The Stooges were not a popular band at the time: they were dissed by almost all the music press. Let’s face it, Rolling Stone completely rubbished their first album and claimed it was fourth rate, giving it one star.

In my lifetime, I have met three people who saw the Stooges live in Detroit: only one claimed they were amazing. Others claim they were seen as a joke and no one liked them. The Stooges were unpopular, outsiders and completely out on a limb. No-one sounded like them. That aspect was not explored fully.


To the positives. As a documentary that’s declares as a “a love letter Iggy and the Stooges”, it pays loving respect to the band. The filmmaker claims he is their greatest fan. On the tribute level, it is completely successful.

In their early days, the Stooges were akin to rock ’n’ roll’s Manson Family. They were groundbreaking in their early noise gigs. Their house was a a drop-in centre populated by a bunch of circus freaks and degenerates. In fact, the myth says half their first album was only written the day before it was recorded.

The movie just gives the impression that they were simply a wild proto punk band who influenced 77 punk They were so much more then that.

That said, there is also much to recommend about “Gimmee Danger”. It is like a loving scrapbook, diligently put together with pictures posters and full of solid 16mm period footage - some of it previously unseen - and it is steeped in sentiment. But there are no knock-out punches. It was like the film was playfully engaging in a limp hand wrestle with its audience

It is OK to love the Stooges and criticise this movie. it is not a sin as long as you can back up. The movie was, at times, two dimensional and there were so many more angles that could have explored. The storyline simply plodded along when some real dangerous paths could have been taken.

Danger is NOT about excessive drug-taking. I mean, seriously, if that was premise of the greatest band world: Guns and Roses would win, hands down.

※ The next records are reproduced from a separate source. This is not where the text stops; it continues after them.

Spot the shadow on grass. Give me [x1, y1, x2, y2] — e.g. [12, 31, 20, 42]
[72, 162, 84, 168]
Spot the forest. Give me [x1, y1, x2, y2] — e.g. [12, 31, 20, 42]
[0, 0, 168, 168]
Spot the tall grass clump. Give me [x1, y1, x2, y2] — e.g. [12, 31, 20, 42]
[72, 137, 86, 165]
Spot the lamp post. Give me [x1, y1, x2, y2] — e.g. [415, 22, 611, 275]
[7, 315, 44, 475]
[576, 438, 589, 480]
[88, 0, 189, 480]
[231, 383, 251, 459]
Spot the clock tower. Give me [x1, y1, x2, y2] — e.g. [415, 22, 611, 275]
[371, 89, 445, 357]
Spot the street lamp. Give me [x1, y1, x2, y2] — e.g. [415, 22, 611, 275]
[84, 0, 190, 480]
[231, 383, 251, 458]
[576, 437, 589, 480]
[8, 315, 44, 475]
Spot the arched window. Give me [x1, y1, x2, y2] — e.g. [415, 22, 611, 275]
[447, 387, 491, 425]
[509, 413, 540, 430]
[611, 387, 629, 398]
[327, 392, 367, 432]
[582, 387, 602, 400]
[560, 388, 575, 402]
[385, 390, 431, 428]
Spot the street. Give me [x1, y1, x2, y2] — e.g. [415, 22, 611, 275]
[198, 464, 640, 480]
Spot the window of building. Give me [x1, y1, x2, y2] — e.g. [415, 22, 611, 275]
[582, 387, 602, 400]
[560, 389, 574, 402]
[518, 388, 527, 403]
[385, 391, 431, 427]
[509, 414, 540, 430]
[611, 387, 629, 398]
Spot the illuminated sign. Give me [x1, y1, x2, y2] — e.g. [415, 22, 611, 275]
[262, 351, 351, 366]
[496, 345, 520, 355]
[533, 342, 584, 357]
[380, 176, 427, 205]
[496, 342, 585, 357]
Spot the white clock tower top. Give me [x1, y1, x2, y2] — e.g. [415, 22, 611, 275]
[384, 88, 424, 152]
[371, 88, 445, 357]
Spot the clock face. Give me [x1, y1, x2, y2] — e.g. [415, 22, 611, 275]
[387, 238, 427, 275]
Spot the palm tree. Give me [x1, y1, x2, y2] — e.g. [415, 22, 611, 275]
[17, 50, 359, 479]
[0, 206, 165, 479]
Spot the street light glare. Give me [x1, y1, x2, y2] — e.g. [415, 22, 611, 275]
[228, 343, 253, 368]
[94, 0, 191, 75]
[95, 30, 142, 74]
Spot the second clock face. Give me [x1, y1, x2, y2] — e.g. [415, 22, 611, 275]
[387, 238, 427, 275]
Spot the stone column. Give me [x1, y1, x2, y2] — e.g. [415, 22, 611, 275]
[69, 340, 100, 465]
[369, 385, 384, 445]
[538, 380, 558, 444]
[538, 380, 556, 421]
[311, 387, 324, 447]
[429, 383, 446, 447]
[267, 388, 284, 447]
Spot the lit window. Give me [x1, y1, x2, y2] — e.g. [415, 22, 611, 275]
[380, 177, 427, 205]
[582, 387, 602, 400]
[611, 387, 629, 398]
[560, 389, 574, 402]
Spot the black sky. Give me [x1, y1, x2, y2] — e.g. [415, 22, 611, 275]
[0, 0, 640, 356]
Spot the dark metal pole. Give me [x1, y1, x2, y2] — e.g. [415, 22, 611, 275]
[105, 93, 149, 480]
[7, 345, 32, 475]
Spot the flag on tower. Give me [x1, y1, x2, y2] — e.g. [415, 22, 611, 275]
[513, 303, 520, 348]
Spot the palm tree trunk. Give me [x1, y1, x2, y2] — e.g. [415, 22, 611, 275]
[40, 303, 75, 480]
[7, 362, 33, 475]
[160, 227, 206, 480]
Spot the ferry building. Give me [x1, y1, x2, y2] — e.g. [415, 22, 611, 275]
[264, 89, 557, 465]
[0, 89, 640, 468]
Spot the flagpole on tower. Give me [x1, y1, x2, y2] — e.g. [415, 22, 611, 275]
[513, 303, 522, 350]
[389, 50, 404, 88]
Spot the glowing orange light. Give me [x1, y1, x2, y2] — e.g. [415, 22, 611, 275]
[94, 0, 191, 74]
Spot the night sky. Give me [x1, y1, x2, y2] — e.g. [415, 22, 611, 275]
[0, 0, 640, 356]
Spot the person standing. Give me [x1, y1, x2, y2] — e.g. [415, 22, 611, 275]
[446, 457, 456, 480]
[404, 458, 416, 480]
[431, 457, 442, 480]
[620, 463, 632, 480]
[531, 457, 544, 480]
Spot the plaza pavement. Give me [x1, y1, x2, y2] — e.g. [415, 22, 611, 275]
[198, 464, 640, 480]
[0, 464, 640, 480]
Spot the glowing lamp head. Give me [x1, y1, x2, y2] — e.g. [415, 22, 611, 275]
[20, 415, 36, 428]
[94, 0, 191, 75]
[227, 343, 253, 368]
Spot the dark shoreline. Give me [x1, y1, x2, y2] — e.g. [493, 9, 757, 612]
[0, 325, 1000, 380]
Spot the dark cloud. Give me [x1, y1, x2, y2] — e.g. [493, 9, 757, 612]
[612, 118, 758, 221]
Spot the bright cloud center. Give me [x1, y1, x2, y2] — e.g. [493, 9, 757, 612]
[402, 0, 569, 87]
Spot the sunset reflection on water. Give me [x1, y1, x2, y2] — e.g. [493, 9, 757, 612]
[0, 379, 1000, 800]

The reason to go and see “Gimme Danger”? It has some strong moments. It really does illustrate Iggy Pop as the wild showman. A cyclone,

The interviews are the other thing that works in this flick. In particular, the one with Iggy. They are funny, insightful and witty. Iggy is always brilliant, articulate and funny. It was like mates yarning; we feel are down at our local with our friends, sharing pints. This is intertwined with old footage of Ron Asheton, recent interviews with Scott, their sister Kathy, James Williamson Steve Mackay and the inner circle

There are many reasons why I feel iifelong fans will love it. As they will naturally rave and that is understandable finally the movie has been made about their heroes…but a movie should not be unchecked and held up yo be without flaws..

One of the comments about “Gimme Danger” was: “I felt it was so Hollywood”.

Then there are those who were disappointed by “Gimme Danger” as a movie . As Iggy says, “they got a right” to feel like that. As a movie. it was neither terrible nor brilliant. It was sort of OK. Being “sorta of OK” is not what the Stooges were about.

It is worth seeing. Go find out for your self.